I went to an exhibition at the Tate Modern this weekend and one room was devoted to the work of Vito Acconci and his performance pieces. The one that really struck me was entitled Sedbeed and given the nature of this blog it's probably improper for me to detail what the performance contained but in summary I'll tell you it was about an empty room, an artist under floor boards and the creation of human seed - for full details let the great-wise-wiki tell you more.
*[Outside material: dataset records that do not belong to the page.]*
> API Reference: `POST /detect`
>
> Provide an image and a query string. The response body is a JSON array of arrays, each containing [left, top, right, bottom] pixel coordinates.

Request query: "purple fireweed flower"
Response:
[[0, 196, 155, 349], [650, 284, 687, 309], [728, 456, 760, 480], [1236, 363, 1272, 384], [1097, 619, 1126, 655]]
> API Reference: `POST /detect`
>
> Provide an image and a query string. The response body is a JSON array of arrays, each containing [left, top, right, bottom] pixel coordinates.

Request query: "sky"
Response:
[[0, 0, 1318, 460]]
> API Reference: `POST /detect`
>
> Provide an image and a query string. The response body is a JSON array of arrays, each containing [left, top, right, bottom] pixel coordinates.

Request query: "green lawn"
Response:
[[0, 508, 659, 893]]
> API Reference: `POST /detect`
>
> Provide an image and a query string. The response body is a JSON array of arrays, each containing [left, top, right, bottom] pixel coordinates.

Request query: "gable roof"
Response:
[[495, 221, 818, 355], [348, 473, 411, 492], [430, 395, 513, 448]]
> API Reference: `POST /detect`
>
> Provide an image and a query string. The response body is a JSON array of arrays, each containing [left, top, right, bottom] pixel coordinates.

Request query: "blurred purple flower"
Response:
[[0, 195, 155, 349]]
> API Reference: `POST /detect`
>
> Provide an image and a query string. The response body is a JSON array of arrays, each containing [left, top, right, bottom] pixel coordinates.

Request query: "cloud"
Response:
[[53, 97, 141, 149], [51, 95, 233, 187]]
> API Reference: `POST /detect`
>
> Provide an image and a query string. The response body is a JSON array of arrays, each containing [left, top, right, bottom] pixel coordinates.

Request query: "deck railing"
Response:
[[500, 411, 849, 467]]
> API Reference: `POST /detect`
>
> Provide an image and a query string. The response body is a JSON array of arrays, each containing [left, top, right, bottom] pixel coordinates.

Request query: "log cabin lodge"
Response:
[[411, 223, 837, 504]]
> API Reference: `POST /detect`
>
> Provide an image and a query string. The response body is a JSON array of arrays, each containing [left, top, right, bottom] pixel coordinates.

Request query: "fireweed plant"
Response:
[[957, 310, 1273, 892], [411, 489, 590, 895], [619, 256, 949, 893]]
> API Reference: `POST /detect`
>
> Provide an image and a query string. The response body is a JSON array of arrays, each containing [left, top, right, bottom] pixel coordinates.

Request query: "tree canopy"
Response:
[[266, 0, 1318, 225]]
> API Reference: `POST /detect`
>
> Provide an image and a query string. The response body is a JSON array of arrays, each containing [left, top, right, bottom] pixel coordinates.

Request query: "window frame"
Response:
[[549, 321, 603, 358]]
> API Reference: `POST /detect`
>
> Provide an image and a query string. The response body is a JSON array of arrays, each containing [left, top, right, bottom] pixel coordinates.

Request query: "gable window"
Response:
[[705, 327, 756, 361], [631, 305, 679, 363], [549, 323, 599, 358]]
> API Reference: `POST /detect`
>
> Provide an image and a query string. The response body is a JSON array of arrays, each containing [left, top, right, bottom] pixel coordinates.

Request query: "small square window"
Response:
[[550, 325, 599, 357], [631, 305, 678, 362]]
Now this exhibition happened back in 1972 and it got me thinking about how on earth anyone knew about anything before the advent of the internet. Nowadays you can't move for blogs about this, tweets about that and facebook event invitations, but before all of this how did people really get the word out about anything? And beyond this how did you know what anyone (except the critics and journalists who got to write about it) thought about exhibitions or shows or anything really. It's another question altogether whether we really care about what every Tom, Dick and Harry thinks about a thing but the scope of access we now have is pretty darn incredible. Only problem is, and you knew I couldn't be rejoicing in the interwebs without a little niggle, how on earth can one ever do anything original. Google even the whisper of an idea and you'll find someone's already done it, and probably better than you'd even begun to think of.
With this in mind we introduce (to the greater body of work already in existance) our contribution to #Mammal Monday and given that the Put Foot Rally is this year raising funds for a Rhino initiative we thought we'd start our with these little guys. How can you not support a charity for them!